29. juil., 2019

"Parmi la jeunesse russe" de Ella Maillart

« Sur les traces d’Ella Maillart »

Sportive olympique de voile, hockeyeuse sur terre et fondatrice du premier Club féminin en Suisse romande le Champel, Ella Maillart affectionne le monde qui l’entoure. Passionnée de montagne depuis son plus jeune âge et skieuse hors pair, elle rêve de découvrir des horizons nouveaux et ne tarde pas à faire de sa vie une épopée.

« La réalité géographique de la terre m’obsède. Je sens autour de moi la vie des latitudes… dotée chacune de sa couleur spéciale. Pas une de mes pensées qui ne soit en quelque sorte orientée vers l’un des points cardinaux. Je suis prise à jamais dans les lignes de force de l’aiguille aimantée. » - p. 193

Née le 20 février 1903 à Genève, elle est décédée en 1997 à l’âge de 94 ans dans son chalet à Chandolin, ancre de sa vie de nomade, qui est aujourd’hui dédié à sa mémoire et se nomme « L’Espace d’Ella Maillart ». Elle a écrit plusieurs récits de voyage et autobiographies, relatant la vie des autochtones, l’actualité, la beauté des paysages qui l’entouraient et sa propre existence. En lisant le résumé de son autobiographie via ellamaillard.ch, on peut découvrir la beauté de l’héritage culturel qu’elle nous laisse.
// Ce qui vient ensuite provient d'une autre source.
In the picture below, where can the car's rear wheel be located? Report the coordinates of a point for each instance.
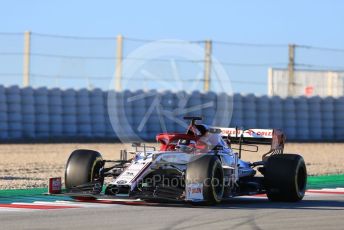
(285, 177)
(207, 171)
(83, 167)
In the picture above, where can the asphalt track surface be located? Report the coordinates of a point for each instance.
(314, 212)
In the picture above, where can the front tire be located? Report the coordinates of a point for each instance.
(285, 177)
(83, 166)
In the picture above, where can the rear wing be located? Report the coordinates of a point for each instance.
(273, 137)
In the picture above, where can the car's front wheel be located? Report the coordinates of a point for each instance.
(83, 167)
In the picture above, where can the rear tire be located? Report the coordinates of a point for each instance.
(83, 167)
(285, 177)
(207, 170)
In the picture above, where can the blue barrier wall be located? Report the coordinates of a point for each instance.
(53, 114)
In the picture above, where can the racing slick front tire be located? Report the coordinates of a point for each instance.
(83, 167)
(285, 177)
(207, 170)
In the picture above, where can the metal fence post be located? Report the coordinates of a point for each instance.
(119, 57)
(291, 67)
(207, 65)
(26, 66)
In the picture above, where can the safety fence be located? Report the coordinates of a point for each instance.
(57, 115)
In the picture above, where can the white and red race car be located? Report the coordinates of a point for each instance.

C’est donc avec joie que je découvre sa plume dans son tout premier roman « Parmi la jeunesse russe ». Paru aux Editions Fasquelle (Paris) pour la première fois en 1932, et qui n’a pas fait l’unanimité. Frais et effronté, Paris « adore » - Genève « déteste », mais pour Ella, c’est le début de sa carrière d’écrivaine et son premier best-seller.

Comme tous les récits, ce roman est une suite d’événements. Il relate son voyage de Moscou au Caucase. Région au Sud de la Russie, à la frontière de la Géorgie. Elle s’y rend pour découvrir les Alpes caucasiennes en passant par le Col de Betcho, seyant dans cette chaîne montagneuse, séparant la mer Noire de la mer Caspienne.

Elle nous décrit son quotidien au sens propre et figuré et sème quelques dialogues avec parcimonie. L’on y découvre les us et coutumes de l’époque, le portrait des autochtones, le matériel montagnards mais aussi le chemin de cette jeune femme au milieu d’un monde d’hommes. Néanmoins, l’émotionnel n’y tient que peu sa place, ce que j’apprécie parce qu’il permet au lecteur de s’approprier pleinement cette histoire.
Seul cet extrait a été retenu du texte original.